What does it mean to be “good at yoga”? Let me throw out something potentially controversial. “Excelling at the physical practice of asana actually is a detriment in the quest to deepen your yoga practice. Being good at yoga means not distracting yourself from becoming more present in the moment with serenity.”

That is not to say that you shouldn’t practice advanced asanas. But what determines whether your advanced asana practice is as beneficial as it can be depends on what is going on in your head.

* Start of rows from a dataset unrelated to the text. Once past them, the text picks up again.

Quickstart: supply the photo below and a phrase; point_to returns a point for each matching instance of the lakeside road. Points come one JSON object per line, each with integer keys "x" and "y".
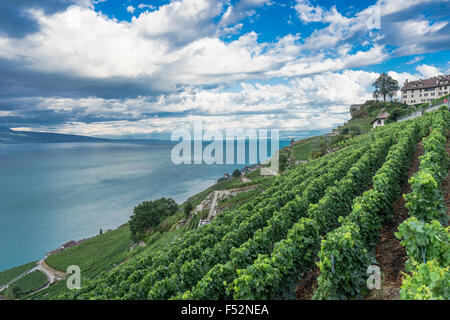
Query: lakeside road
{"x": 52, "y": 276}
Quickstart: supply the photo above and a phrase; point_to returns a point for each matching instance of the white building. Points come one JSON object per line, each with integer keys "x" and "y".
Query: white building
{"x": 421, "y": 91}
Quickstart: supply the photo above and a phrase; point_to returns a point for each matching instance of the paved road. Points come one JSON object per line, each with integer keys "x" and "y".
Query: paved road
{"x": 51, "y": 278}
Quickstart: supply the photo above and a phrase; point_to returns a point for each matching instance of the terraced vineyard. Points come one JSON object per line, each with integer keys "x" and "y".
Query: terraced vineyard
{"x": 326, "y": 213}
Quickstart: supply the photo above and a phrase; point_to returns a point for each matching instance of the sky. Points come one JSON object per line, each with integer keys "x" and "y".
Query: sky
{"x": 142, "y": 69}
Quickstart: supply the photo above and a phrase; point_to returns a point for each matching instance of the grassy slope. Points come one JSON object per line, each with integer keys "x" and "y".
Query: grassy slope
{"x": 95, "y": 262}
{"x": 10, "y": 274}
{"x": 96, "y": 254}
{"x": 302, "y": 148}
{"x": 29, "y": 283}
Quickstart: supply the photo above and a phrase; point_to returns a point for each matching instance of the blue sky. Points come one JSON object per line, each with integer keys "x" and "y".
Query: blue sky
{"x": 145, "y": 68}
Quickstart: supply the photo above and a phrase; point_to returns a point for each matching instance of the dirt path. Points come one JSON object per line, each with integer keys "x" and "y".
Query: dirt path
{"x": 52, "y": 276}
{"x": 390, "y": 255}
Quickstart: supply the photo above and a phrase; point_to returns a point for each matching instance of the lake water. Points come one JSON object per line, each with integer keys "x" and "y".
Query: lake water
{"x": 52, "y": 193}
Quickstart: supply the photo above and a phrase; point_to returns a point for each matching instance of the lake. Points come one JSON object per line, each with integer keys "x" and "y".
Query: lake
{"x": 55, "y": 192}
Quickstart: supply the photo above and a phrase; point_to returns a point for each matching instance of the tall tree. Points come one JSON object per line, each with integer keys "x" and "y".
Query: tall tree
{"x": 385, "y": 86}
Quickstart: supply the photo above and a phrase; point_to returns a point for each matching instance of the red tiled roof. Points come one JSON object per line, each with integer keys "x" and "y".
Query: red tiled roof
{"x": 428, "y": 83}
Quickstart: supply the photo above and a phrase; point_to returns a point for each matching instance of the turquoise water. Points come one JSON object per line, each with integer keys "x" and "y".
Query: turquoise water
{"x": 52, "y": 193}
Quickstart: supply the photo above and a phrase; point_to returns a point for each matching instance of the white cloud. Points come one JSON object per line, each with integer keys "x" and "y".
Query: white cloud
{"x": 428, "y": 71}
{"x": 317, "y": 102}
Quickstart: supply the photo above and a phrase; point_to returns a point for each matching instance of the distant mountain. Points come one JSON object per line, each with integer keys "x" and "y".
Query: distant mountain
{"x": 8, "y": 136}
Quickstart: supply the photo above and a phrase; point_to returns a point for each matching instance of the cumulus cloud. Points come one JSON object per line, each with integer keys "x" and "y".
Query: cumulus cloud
{"x": 318, "y": 102}
{"x": 76, "y": 70}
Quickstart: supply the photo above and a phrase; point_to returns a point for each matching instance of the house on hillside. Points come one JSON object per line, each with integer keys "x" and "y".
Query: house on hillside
{"x": 380, "y": 120}
{"x": 427, "y": 90}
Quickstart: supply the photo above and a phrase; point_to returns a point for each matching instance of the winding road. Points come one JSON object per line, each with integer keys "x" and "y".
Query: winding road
{"x": 41, "y": 266}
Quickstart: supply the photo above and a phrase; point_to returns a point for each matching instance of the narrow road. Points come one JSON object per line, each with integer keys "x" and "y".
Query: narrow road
{"x": 41, "y": 266}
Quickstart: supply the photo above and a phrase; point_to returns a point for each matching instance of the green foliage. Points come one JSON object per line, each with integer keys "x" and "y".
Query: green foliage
{"x": 429, "y": 281}
{"x": 385, "y": 86}
{"x": 424, "y": 241}
{"x": 94, "y": 255}
{"x": 353, "y": 243}
{"x": 29, "y": 283}
{"x": 236, "y": 173}
{"x": 149, "y": 214}
{"x": 188, "y": 207}
{"x": 426, "y": 201}
{"x": 394, "y": 115}
{"x": 343, "y": 263}
{"x": 261, "y": 247}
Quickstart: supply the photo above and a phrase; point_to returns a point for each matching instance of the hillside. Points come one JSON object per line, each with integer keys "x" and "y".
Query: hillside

Doing something you are good at tends to feed the ego. If your ego is what drives you to keep perfecting challenging poses, you have lost your way on the yogic path. If on the other hand you use the difficulty of advanced poses to consciously trigger your ego so that you can do the work of taking your ego out of your practice, you are getting much more out of your practice. 

Why practice yoga

The main point of yoga, for me, is to take myself out of my comfort zone so that I can practice, in a safe and controlled environment of my choosing, how to respond with serenity to the stresses and challenges we call life. (By the way, if you are currently quite overwhelmed by life, then it might be more beneficial for now to choose a practice that is not challenging. You might try a comforting practice like restorative yoga instead.) On the other hand, if you are feeling reasonably resilient, and if the physical practice of asana comes easy to you, you HAVE to go farther to get out of your comfort zone. But if you let yourself get too impressed with all the cool stuff your yoga body can do, your yoga mind may actually be withering, rather than thriving.

Pick a pose (or a variation of a pose) you are not quite ready for. A good one for this exercise is one where you can’t quite get your hands where you want them, be that Trikonasana, an arm bind in any number of poses, or King Pigeon pose. These poses are good for this exercise because we are acutely aware of what our hands are doing (and NOT doing), while the chances for injury are relatively low when it comes to trying to reach something with your hands behind your back, or off to the side. Don’t use a pose for this exercise where you are bending forward and twisting while reaching; it’s rather easy to herniate a lumbar disk this way. 

Try it now

Do a few appropriate warm-up poses, and then pay careful attention to what is going on in your mind as you attempt to get your hands where you think they should be in your chosen asana. Are you getting frustrated? Are you working too hard? Has your breath become labored, or has it stopped completely? Are you reaching past your edge, because, dang it, you are only 5mm away from, from what? All these are signs that your ego has hijacked your practice. Relax for a few breaths in Child Pose or Savasana. Try to find your way back to your inner equilibrium, your own serenity.

Then, cultivating acceptance of reality, do the pose one more time. Let go of your ego, your goals, your expectations. There is a chance that you might get deeper into the pose when you do. But that isn’t the point AT ALL. It’s merely a side effect, that, if it becomes too pleasant, just allows your ego to hijack your practice in a slightly less damaging way. 

The point is simply to cultivate the ability to stay serene in a difficult situation. The point is to let go of your desire that reality should be anything other than what it is. That is what it means to be good at yoga.